Mas seja apenas um toque, um toque assim de leve, como a brisa do
mar toca no meu rosto, assim suavemente. Para que eu a sinta e ela vá
embora imediatamente.
Mas há um desafio constante
entre eu e essa tal de solidão. Eu rio-me sempre, quando os nossos olhares se
cruzam entre as grandes conversas entre rodas de amigos e também outras
vivências. Um sorriso falso, disfarçado, que encobre todo o meu medo de estar
de frente com a minha realidade.
É uma solidão doce, que eu
detesto. Todas as noites, quando chego a casa, dispo-me da força que em
mim carrego, a força que me faz ignorar o amor perdido, que me faz
esquecer que não sou assim tão feliz, e que quando me rio com os meus
amigos, é apenas um momento em que me inibo da minha tristeza.

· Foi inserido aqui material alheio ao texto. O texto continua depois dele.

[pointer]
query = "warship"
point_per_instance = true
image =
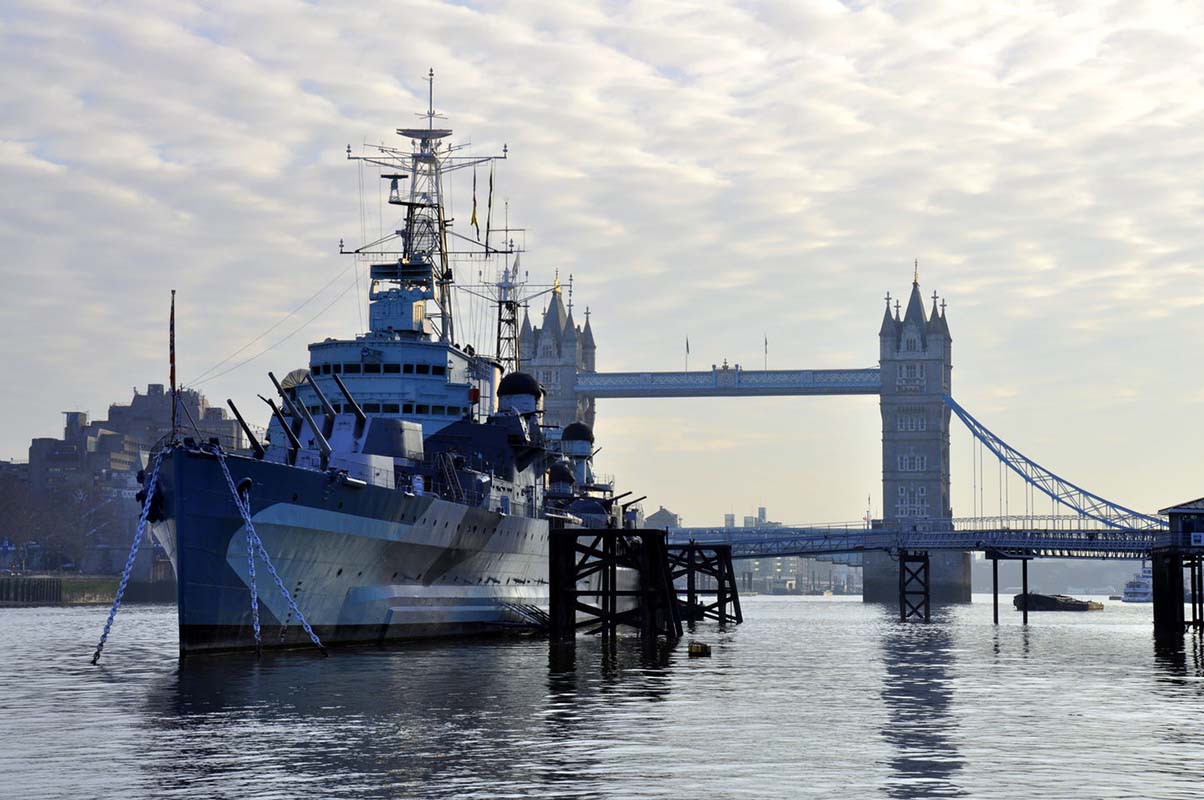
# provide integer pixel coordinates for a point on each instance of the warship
(406, 483)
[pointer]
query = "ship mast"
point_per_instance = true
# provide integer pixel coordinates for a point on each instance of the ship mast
(419, 275)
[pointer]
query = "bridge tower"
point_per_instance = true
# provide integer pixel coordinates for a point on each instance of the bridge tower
(915, 358)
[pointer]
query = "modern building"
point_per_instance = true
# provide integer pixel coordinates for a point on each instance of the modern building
(95, 463)
(662, 518)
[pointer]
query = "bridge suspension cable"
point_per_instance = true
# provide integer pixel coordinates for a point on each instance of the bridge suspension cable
(1058, 489)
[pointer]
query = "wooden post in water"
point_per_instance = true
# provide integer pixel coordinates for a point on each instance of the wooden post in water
(1168, 593)
(995, 587)
(1024, 572)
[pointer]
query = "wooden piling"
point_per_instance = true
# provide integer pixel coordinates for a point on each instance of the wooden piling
(995, 588)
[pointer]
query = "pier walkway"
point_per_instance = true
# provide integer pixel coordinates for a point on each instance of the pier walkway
(1058, 536)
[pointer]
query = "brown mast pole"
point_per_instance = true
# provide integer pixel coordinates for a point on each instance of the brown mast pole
(171, 352)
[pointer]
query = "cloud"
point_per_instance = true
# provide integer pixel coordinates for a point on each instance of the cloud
(714, 171)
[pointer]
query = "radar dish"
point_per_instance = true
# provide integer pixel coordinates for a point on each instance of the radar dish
(294, 378)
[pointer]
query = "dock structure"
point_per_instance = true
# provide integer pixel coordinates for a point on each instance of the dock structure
(713, 563)
(1181, 546)
(602, 578)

Sinto-me então sozinha, e ligo
a minha rádio. Esta é demasiado barulhenta, invade o meu silêncio, a minha
solidão que apesar de amarga também sabe ser doce.
Desligo-a então e novamente
sinto a minha doce solidão. Um silêncio tão bom, apenas eu, ela e os meus
pensamentos. Uma doce sensação toma conta de mim e deixo-me finalmente deliciar
com tudo aquilo que penso. Mas ela não espera muito tempo, agarra num
espelho e põe-no a minha frente. Oh! Que solidão essa que tanto detesto.
Nesse espelho eu me revejo! Revelam-se todas as minhas verdades, caiem ao chão,
todas as minhas vestes. Aí! Que solidão insólita!
Ela deixa-me nua e crua na hora
da verdade, desafia-me completamente deixando no ar, a amargura do sabor que é
a minha realidade. Como se estivesse a tirar o lápis que torna
marcante e forte o meu olhar, e a base que esconde as olheiras, por passar
toda a noite a chorar.
Fecho os olhos e tapo o meu
rosto com o meu livro. Abro-o minuciosamente,roçando-o no meu rosto,
enquanto tento esquivar-me daquele espelho.
Abro os olhos paulatinamente e mergulho
profundamente no que leio.
Em silêncio, consigo escapar
dela finalmente.
Dia após dia, tudo se repete.
E fico eu assim,
vivendo uma vida com um toque agridoce.